Key Highlights
- Bally’s Intralot has entered preliminary discussions to purchase Evoke Plc, parent of William Hill and 888, in a transaction valued at approximately £225 million ($304 million)
- The acquisition proposal stands at 50 pence per share, representing a 29% premium above Evoke’s latest closing share price
- Evoke currently shoulders approximately £1.8 billion in net debt and has experienced a value decline exceeding 90% from its 2021 high point
- UK takeover regulations require Bally’s Intralot to either present a definitive offer or withdraw by May 18, 2026
- Evoke delivered its most robust quarterly performance of 2025 in Q4, reporting £464 million in revenue—a 7% sequential increase
Bally’s Intralot has initiated acquisition discussions with Evoke Plc, the gambling enterprise that operates William Hill, 888, and Mr. Green. The potential transaction would assign Evoke an enterprise value of roughly £225.3 million, equivalent to approximately $304 million.
The proposal establishes a per-share price of 50 pence. This valuation delivers approximately a 29% premium relative to Evoke’s share price recorded before disclosure of the negotiations.
Representatives from both organizations have verified that discussions are currently underway. Nevertheless, Evoke issued a statement noting that “there can be no certainty that an offer will be made or as to the terms on which any offer might be made.”

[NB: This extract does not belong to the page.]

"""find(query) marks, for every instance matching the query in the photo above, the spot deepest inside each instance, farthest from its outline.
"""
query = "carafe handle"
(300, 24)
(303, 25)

According to UK takeover regulations, Bally’s Intralot faces a deadline of 5:00 p.m. London time on May 18, 2026, to either present a binding offer or formally abandon pursuit of the acquisition.
Evoke’s Prolonged Financial Difficulties
Evoke has faced mounting challenges over several years. The organization’s market capitalization has plummeted more than 90% from its 2021 zenith, which coincided with finalizing its purchase of William Hill.
The company presently carries approximately £1.8 billion in net debt. Meanwhile, its market capitalization stands at roughly £175 million, representing just a small portion of its debt obligations.
In an effort to reduce expenses, Evoke has implemented restructuring initiatives. The company has scheduled the closure of approximately 200 William Hill retail betting locations in May.
During 2024, Evoke divested certain U.S. assets to Hard Rock Digital and withdrew from its remaining direct consumer operations in the American market.
Regulatory challenges have additionally burdened the organization. The UK Gambling Commission imposed a £7.8 million penalty in 2017 for inadequate player protection measures. In 2023, Evoke settled on a £19.2 million payment following what regulators characterized as “alarming” deficiencies in social responsibility protocols and anti-money laundering safeguards.
Subsequently that year, the regulatory authority initiated a review of Evoke’s operating license.
Adding to these difficulties, UK taxation on online gaming operations recently escalated from 21% to 40% on revenue streams. Evoke has projected this increase will generate annual costs between £125 million and £135 million.
Notwithstanding these obstacles, Evoke reported approximately £464 million in revenue throughout Q4 2025. This represented a 7% improvement compared to the preceding quarter and marked the company’s strongest quarterly performance of the year.
Management anticipated full-year revenue growth of 2% on a year-over-year basis, accompanied by adjusted EBITDA expansion of 14–15%.
Bally’s Intralot Pursues Expansion Through Scale
Bally’s Intralot CEO Robeson Reeves characterized the prospective acquisition as an opportunity to apply the company’s operational framework to a substantially larger enterprise. He referenced what he termed “massive synergies” that the merged organization could potentially realize.
The company indicated a transaction could produce enhanced geographic diversification and operational cost advantages. It simultaneously emphasized that no assurance exists regarding whether the deal will ultimately materialize.
Bally’s has pursued an aggressive growth strategy. In 2025, it secured majority ownership of Intralot. Earlier in the current year, Bally’s Interactive launched its inaugural UK casino operation.
In the previous year, Bally’s completed the acquisition of financially troubled Australian operator Star Entertainment. The company is additionally constructing a casino-resort facility in Chicago while developing projects in Las Vegas and New York City.
Uncertainty persists regarding transaction financing. Bally’s has disclosed recent financial losses partially attributable to its existing debt obligations. Industry analysts have expressed concerns regarding the company’s financial capacity.
Bally’s stated that should the transaction advance, “its financing will be aligned with our stated financial policy goals within our existing perimeter.”
The May 18 deadline represents the next critical milestone for stakeholders monitoring developments.